Grant Me This

I go back and forth on the merits of top-tier comics scribe Grant Morrison. On the one hand, I finding his special brand of hype-happy, free-your-mind, drug-addled, psychedelic mysticism kind of annoying. As a fan of Alan Moore, Hunter S. Thompson, Terry Gilliam, David Lynch, it’s not that I think that’s necessarily a bad way to go — it’s that, too often, Morrison seems less interested in telling stories or developing characters and lot more interested in LIKE, TOTALLY BLOWING YOUR MIND, MAN with EIGHT SOLID PAGES of SERIOUSLY FREAKY SHITCAN YOU EVEN BELIEVE IT?!!! OR UNDERSTAND IT?!! I KNOW, RIGHT? SOO CRAZY!

At his most frustrating — in books like The Invisibles — he’s overly interested in atmosphere and attitude, and maybe jostling his readers around a bit. But moody bullshit is still, well, bullshit, no matter how many copies of Arkham Asylum Morrison’s sold. This is probably a complaint that could be leveled at the comics/superhero genre in general, but Morrison seems worse than most.

On the other hand, when he decides to actually sit still for a moment and tell a story, he’s rather formidable — and, at his best, proves himself more than capable of employing his wacko interests in service of something genuinely moving. His multi-year run on New X-Men, which offered a significant change of pace for the team, if not quite a radical revamping, was expertly paced and surprisingly balanced — expertly blending genre convention and surreleastic incomprehension, story and soap opera, inner lives and radical ideas. He made sure that the book was accessible to just about anyone, but also provided plenty to mull over for those who wanted more. (For more on this, see this fascinating, lengthy explication of how Morrison used his run to critique the series’ previous decades.)
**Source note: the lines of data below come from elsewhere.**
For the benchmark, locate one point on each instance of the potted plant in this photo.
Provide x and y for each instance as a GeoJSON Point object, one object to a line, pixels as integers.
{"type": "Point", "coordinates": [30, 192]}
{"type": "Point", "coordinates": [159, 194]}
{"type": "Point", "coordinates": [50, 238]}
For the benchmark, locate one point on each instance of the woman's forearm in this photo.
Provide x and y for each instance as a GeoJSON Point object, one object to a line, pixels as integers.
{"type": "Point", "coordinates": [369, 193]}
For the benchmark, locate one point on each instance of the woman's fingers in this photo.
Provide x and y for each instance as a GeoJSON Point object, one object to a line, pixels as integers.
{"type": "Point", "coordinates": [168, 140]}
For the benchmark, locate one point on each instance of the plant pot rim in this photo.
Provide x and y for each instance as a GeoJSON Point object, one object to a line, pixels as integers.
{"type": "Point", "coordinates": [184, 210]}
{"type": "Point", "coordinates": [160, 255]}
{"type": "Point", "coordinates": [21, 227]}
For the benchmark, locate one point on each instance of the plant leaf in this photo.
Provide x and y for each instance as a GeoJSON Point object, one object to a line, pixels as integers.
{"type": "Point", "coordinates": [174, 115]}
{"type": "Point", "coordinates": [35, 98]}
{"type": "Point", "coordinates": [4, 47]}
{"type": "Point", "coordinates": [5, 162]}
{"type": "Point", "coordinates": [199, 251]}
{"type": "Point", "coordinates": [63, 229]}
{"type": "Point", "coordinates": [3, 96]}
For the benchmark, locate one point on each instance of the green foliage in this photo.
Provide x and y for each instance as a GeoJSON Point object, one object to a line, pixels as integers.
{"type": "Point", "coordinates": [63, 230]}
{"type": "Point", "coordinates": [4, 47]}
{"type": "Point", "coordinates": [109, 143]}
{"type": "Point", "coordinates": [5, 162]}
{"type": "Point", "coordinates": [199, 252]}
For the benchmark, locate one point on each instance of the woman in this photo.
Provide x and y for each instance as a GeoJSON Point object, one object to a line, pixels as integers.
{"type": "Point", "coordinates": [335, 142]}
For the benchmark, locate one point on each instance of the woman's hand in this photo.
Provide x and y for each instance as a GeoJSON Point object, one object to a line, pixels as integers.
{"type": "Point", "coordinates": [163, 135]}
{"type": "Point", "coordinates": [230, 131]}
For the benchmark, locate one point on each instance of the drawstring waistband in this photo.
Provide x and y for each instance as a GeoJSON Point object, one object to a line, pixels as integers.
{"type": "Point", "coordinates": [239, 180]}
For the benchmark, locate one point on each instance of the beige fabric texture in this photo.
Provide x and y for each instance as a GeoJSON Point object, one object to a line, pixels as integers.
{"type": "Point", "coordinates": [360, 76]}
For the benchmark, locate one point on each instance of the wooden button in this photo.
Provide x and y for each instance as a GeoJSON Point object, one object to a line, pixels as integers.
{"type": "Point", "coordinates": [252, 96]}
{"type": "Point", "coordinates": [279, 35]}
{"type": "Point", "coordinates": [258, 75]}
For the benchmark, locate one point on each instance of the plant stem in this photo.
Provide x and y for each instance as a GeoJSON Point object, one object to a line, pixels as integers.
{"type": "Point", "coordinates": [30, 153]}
Nor is it that Morrison only succeeds when he’s reigned in by the rules and conventions of “mainstream” comics. His recent run with Batman — which climaxed with the character’s kinda-sorta “death,” or something like it — is semi-coherent, focused far more of freaky-deaky fractured storytelling and can-you-believe-your-eyes milestone events (Batman has a son! Batman dies! Or does he!) than the crucial plot and character mechanics that ought to drive this sort of story. But comparatively out-there limited series like The Filth and We3, on the other hand, both work expertly, weaving thematic Morrison’s fascination with personhood and identity into carefully worlds equal parts utter nonsense and gritty reality. The Filth is almost impossible to summarize (though if you’re interested, knock yourself out with this totally accurate but totally inadequate Wikipedia article), but let’s just say that if David Cronenberg ever produces a series for HBO, I dearly hope it’s an adaptation of The Filth.
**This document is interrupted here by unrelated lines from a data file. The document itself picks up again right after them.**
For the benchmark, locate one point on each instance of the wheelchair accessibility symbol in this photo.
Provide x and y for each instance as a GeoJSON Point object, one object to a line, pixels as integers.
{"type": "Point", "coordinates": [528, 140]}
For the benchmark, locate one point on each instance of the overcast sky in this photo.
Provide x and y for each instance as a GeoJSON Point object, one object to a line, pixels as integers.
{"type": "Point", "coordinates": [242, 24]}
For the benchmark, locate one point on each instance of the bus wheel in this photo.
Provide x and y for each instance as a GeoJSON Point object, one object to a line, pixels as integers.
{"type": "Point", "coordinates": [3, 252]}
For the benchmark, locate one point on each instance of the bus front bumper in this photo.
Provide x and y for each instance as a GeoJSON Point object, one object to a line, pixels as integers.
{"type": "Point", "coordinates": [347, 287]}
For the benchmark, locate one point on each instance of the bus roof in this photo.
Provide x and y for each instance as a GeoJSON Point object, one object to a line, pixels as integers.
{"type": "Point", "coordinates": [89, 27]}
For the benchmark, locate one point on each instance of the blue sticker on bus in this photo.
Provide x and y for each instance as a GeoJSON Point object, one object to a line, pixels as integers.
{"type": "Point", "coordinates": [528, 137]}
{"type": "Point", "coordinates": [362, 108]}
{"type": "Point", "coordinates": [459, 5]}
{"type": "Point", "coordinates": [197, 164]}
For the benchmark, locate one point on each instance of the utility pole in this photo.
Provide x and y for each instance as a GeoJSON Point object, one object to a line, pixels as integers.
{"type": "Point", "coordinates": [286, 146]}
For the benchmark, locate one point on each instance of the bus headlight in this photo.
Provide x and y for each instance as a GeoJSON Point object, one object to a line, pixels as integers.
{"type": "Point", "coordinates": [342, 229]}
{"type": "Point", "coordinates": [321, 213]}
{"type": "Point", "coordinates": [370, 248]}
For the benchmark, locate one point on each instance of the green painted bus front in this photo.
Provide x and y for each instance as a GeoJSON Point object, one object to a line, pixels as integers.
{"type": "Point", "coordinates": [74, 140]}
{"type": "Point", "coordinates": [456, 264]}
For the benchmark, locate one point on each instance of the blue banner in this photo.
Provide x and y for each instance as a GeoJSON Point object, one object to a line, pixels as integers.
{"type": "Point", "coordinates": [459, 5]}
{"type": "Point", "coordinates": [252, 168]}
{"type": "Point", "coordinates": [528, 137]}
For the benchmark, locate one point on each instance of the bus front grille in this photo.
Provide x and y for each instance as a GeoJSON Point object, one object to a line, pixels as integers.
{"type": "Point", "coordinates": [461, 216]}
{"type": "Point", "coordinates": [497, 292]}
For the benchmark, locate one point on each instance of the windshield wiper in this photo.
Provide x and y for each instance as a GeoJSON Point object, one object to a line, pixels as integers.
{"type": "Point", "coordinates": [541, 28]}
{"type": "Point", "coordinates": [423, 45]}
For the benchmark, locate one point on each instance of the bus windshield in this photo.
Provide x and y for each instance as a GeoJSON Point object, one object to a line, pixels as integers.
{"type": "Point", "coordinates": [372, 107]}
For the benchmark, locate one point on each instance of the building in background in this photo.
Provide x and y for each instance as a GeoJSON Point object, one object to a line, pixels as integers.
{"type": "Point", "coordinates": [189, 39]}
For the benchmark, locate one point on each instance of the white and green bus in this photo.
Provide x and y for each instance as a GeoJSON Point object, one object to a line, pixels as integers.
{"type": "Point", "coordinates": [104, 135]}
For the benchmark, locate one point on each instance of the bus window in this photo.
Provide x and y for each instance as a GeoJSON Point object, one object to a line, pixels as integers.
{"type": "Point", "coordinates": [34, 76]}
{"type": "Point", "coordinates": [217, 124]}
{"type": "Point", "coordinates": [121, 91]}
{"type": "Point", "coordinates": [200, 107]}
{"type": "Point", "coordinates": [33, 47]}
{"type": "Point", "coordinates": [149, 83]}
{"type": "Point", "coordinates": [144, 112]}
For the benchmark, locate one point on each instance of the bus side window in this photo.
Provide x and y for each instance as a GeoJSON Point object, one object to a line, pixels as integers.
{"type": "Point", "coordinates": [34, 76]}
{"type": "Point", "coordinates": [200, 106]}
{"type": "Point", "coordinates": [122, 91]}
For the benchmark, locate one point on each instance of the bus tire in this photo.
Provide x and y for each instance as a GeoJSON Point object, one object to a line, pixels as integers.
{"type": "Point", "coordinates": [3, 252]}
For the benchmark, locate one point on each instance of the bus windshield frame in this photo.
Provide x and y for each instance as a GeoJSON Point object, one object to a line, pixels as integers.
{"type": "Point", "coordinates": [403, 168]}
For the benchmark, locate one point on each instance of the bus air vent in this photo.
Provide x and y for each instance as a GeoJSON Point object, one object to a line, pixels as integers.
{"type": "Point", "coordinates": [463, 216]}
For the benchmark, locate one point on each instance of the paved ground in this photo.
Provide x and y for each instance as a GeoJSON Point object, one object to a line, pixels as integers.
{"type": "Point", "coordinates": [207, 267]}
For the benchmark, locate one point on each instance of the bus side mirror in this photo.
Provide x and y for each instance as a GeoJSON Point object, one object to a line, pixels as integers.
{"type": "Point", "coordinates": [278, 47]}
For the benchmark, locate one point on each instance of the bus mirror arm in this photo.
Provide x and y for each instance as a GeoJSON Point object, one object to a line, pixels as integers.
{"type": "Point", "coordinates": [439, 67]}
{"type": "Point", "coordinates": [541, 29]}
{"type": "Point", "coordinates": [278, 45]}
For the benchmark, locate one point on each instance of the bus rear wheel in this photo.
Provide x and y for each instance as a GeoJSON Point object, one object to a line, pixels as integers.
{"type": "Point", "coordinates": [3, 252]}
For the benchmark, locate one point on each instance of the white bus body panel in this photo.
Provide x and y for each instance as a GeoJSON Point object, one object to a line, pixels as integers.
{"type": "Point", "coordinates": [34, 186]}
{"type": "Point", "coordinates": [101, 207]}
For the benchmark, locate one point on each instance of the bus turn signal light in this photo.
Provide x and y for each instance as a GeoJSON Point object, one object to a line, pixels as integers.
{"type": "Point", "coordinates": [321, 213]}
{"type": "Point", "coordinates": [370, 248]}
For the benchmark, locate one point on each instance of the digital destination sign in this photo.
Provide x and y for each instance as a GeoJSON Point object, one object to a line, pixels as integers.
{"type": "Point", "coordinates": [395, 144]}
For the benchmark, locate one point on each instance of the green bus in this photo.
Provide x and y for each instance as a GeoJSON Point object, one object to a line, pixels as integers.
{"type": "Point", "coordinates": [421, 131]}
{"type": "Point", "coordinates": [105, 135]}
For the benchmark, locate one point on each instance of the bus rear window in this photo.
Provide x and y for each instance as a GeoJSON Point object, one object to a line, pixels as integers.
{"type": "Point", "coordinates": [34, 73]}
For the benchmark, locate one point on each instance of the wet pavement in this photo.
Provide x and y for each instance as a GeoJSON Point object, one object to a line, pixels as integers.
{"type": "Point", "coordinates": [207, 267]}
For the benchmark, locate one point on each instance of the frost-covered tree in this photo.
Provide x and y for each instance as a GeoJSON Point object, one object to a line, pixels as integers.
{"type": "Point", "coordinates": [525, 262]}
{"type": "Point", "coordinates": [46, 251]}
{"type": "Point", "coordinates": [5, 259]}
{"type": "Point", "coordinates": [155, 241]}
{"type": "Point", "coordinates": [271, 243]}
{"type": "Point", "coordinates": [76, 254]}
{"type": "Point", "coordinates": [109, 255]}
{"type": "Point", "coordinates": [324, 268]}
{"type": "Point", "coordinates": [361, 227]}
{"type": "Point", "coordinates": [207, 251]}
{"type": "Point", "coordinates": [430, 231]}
Still, of all the Morrison works I’ve read, I suspect We3 is the most likely to be of interest to TAS readers, as it’s something of a sci-fi inversion of Watership Down (or perhaps a grown-up retelling of The Secret of NIMH) — telling a story of cuddly housepets who’ve been bioengineered into ultra deadly killing machines by the military industrial complex. After assassinating a number of third-world dictators in a bioweapons trial phase, they’re scheduled for decommissioning. But they escape, and fight off the military as they search for someplace they can call home. Morrison’s decision to give the animals rudimentary speech — “gud dog”, “bad dog”, “stay”, “is come” — blurs the line between Ninja-Turtle style cartoon anthropomorphism and cute-pet sentimentalism, but ends up someplace smarter and more affecting than either — with alien creatures you somehow relate to anyway. It’s weird. It’s graphic. It’s probably going to get you funny looks on the subway. But it’s also surprisingly touching.

And that’s why it’s so frustrating when Morrison decides to go the hipster mad-scientist route and coast on pomo allusions and a very high weird-shit factor. Believe me, I like weird shit as much as the next comic-book-loving libertarian journalist — but when you’re looking for an actual story, it’s not enough.